Toutes ces aventures nous ont fait perdre du temps et Faltad propose de prendre un super raccourci qui monte un peu mais nous évite de faire une boucle de 10km de marche. Deux bonnes heures plus tard, après avoir compris que “ça monte un peu sur la carte” signifie en vrai “ça monte à mort et on va trop galérer et on va avoir mal partout et on va regretter chaque mètre et on va vouloir se débarrasser des sacs et …”, on est à Snøheim à 1400/1500 mètres d’altitude, on a une belle vue sur toute la vallée et on devine qu’on est pas loin du Snøhetta.

À Snøheim il y a un refuge, on avait pris du bois en montant en pensant faire un feu mais on se dit que ça peut être cool de profiter de la chaleur du refuge.
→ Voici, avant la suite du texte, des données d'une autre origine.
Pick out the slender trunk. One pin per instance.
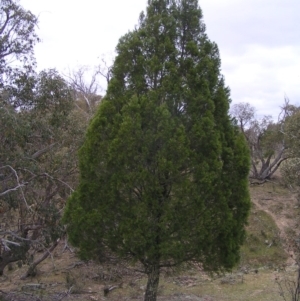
(152, 283)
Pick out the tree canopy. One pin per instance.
(163, 170)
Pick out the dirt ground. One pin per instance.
(65, 277)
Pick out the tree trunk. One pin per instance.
(152, 283)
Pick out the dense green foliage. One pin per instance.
(163, 169)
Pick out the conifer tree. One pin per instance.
(163, 169)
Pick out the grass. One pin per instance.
(263, 246)
(262, 259)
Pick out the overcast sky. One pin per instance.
(259, 41)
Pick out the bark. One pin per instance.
(152, 283)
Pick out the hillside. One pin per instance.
(267, 257)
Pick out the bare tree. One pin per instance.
(265, 138)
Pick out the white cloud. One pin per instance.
(259, 41)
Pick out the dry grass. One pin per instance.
(263, 258)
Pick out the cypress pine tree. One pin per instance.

Le refuge fait aussi restaurant pour les gens montant le Snøhetta la journée, il y a pas mal de monde et ça fait bizarre après avoir fait deux jours dans la nature en mode sauvage. Il y a un repas hyper cher mais après une rapide conversion couronnes norvégiennes vers euros, tout en s’imaginant ce que serait mâcher du riz rond avec de la moutarde à 100 mètres de gens qui mangent bien, on décide d’y aller. Comme on a mal mangé jusque là, on est affamé et on prend tout ce qu’on peut. Genre il y a du pain commun à toute la table qui rapidement se fait dévaliser par ce qui doit ressembler du point de vue d’un Norvégien de type classique à deux clodos: on ne sent pas bon, on a de la terre sur les joues, on parle français, et on jette des regards furtifs sur tout ce qui à l’air mangeable. On prend deux fois de la soupe aux champignons, la serveuse nous en rapporte de la table de derrière en voyant qu’on racle le fond du récipient, on doit bien faire pitié. J’abbrège un peu ce passage car j’ai honte, on notera juste qu’on s’attendait à un méga déssert, on a dû faire une drôle de tête quand on a vu du riz au lait, qui fort heureusement n’était pas rond.

Après ça je discute dehors avec deux Norvégiennes qui me disent que le temps de demain pour l’ascension du Snøhetta est favorable: “No frog tomorrow, cool weather. You are lucky, frog is no good”, ça devait être un lapsus révélateur vu que j’ai dit que j’étais Français. Puis on va se laver (Faltad a trouvé des toilettes avec un lavabo, c’est la classe), avant de s’en aller monter la tente de nuit dans un endroit rocailleux peint avec une sorte de petite mousse croustillante (rien trouvé de mieux pour décrire ce phénomène intéressant, peut-être qu’il y avait des choses bizarres dans la soupe aux champignons). En rentrant dans la tente, Faltad note qu’il a l’impression d’écraser des gateaux à chaque fois qu’il bouge. On s’endort en pensant à l’ascension de demain.